Temple University President Dr. Jason Wingard and other university officials meet with Philadelphia Mayor Jim Kenney and Philadelphia Police Commissioner Danielle Outlaw to discuss safety solutions

President Wingard speaks with Commissioner Outlaw at a long table
Photography By: 
Joseph V. Labolito
Together, President Wingard and city leaders strategized safety solutions for campus.

Temple University President Dr. Jason Wingard as well Chief Operating Officer Ken Kaiser and Executive Director for Public Safety Charlie Leone met with Philadelphia Mayor Jim Kenney and Philadelphia Police Commissioner Danielle Outlaw last week to discuss campus safety issues.

Together, they discussed a full spectrum of strategies to address the crisis of gun violence in Philadelphia while also brainstorming potential prevention tactics and initiatives.

“As Philadelphia’s public university, it is imperative that Temple partners and meets regularly with top city officials including Mayor Kenney and Commissioner Outlaw in pursuit of solutions to our most difficult challenges. We share the same collective goals and are aligned on objectives for serving members of the broader community,” Wingard said.

The day after the meeting, Temple announced its next round of campus safety enhancements, which included a security upgrade grant program available to landlords of private residences near campus. Any landlord in the area can apply for a grant of up to $2,500 that can be used for security upgrades.

The new grant program has the potential to increase safety in North Philadelphia neighborhoods near campus, but additional initiatives were discussed during the meeting with city officials. One of those was the Real Time Crime Center (RTCC), an innovative unit that provides real time analytical and investigative support. Moving forward, both Temple and the Philadelphia Police Department would like to take a look at areas surrounding campus to see if there are opportunities to install RTCC cameras.
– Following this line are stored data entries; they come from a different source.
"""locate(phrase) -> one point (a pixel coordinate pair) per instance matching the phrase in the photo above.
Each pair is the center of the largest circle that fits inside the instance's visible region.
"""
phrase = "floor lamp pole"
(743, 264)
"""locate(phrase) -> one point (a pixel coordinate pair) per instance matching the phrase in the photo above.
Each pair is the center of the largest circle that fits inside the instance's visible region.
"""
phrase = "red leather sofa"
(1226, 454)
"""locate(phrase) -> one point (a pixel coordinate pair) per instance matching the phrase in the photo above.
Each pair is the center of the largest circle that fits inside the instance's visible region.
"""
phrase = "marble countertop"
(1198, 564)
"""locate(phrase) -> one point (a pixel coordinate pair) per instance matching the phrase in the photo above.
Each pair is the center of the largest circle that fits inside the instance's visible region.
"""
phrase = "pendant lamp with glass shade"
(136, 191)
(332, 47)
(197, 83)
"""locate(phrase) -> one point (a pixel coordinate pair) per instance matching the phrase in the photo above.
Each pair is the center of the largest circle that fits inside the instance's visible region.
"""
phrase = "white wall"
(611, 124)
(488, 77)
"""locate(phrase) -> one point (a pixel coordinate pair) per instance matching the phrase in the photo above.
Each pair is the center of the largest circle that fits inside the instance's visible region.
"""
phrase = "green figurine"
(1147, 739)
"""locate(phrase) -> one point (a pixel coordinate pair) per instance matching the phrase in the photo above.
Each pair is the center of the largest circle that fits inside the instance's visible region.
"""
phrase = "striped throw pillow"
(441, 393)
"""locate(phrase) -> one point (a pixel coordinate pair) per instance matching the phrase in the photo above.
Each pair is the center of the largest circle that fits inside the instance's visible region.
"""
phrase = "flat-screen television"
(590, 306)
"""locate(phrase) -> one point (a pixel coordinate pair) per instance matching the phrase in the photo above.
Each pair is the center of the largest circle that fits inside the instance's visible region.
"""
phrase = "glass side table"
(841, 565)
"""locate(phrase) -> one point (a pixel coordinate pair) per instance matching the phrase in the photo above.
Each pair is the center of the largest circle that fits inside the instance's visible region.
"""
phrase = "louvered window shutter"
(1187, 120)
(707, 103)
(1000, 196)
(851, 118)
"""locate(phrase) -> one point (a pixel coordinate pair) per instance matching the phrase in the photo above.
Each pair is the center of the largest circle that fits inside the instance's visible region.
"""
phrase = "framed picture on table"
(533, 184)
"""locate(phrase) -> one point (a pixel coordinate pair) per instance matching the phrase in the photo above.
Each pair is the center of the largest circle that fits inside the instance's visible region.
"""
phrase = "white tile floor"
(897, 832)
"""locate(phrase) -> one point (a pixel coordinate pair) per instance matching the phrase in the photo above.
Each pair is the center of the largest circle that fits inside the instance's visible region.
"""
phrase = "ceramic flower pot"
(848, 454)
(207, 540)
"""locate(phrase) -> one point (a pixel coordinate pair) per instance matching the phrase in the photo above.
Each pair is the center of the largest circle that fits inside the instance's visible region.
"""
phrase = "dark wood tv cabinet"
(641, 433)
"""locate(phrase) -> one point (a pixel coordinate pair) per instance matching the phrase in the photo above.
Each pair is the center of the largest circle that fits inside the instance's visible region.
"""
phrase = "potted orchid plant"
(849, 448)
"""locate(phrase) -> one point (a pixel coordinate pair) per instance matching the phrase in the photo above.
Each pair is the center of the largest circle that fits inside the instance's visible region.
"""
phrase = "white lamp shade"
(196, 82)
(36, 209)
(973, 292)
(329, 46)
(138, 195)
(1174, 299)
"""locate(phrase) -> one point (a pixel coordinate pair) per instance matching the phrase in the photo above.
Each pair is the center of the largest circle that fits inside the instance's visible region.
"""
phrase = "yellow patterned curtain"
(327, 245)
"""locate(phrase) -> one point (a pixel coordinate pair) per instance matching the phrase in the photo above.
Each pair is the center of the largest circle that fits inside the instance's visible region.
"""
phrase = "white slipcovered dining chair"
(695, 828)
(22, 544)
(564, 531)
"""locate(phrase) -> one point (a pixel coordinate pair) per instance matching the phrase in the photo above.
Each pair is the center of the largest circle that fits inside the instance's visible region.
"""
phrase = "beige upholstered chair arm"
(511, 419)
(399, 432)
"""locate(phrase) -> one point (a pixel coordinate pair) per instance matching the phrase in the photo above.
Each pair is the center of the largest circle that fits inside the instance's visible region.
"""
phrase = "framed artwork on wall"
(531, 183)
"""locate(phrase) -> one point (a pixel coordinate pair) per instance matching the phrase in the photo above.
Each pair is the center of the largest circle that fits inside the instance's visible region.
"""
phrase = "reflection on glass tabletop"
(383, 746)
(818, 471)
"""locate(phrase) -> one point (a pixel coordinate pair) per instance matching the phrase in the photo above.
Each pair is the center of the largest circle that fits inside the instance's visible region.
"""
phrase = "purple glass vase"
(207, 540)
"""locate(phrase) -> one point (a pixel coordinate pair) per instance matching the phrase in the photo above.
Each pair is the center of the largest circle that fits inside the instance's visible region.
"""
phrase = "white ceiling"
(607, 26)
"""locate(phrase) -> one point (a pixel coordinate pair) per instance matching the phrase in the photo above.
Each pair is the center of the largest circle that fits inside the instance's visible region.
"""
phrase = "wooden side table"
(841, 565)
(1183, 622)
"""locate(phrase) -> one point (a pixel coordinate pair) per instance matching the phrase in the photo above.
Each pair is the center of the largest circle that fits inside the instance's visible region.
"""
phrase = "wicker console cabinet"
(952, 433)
“Those cameras really are a difference maker,” Leone said. “The technology is just incredible, as the cameras link to a multi-agency intelligence network that is tracking crimes in real time.”

In the meeting, both Temple and the city expressed a desire to partner together more closely on a number of initiatives over the next several months. Specifically, President Wingard and Mayor Kenney discussed planning a large-scale event that is focused on bringing the community together.

Some additional topics discussed were:

  • The desire to change the residency requirement for Philadelphia Police Officers, which is a deterrent to recruitment. Mayor Kenney noted that he is working on this.
  • Having the Temple and Philadelphia police work together to identify problematic crime trends, such as the AirBnb house parties which have begun to spring up in North Philadelphia.
  • Bridging the gap between young people and police officers, and devising specific programs that can do this.

“Overall, this was a very productive meeting, and there will be many more to come. Already since then, folks at Temple have connected with city officials via phone, and we’re all on the same page,” Kaiser said. “We’re in this together, and we’re going to work to find a solution together, as well.”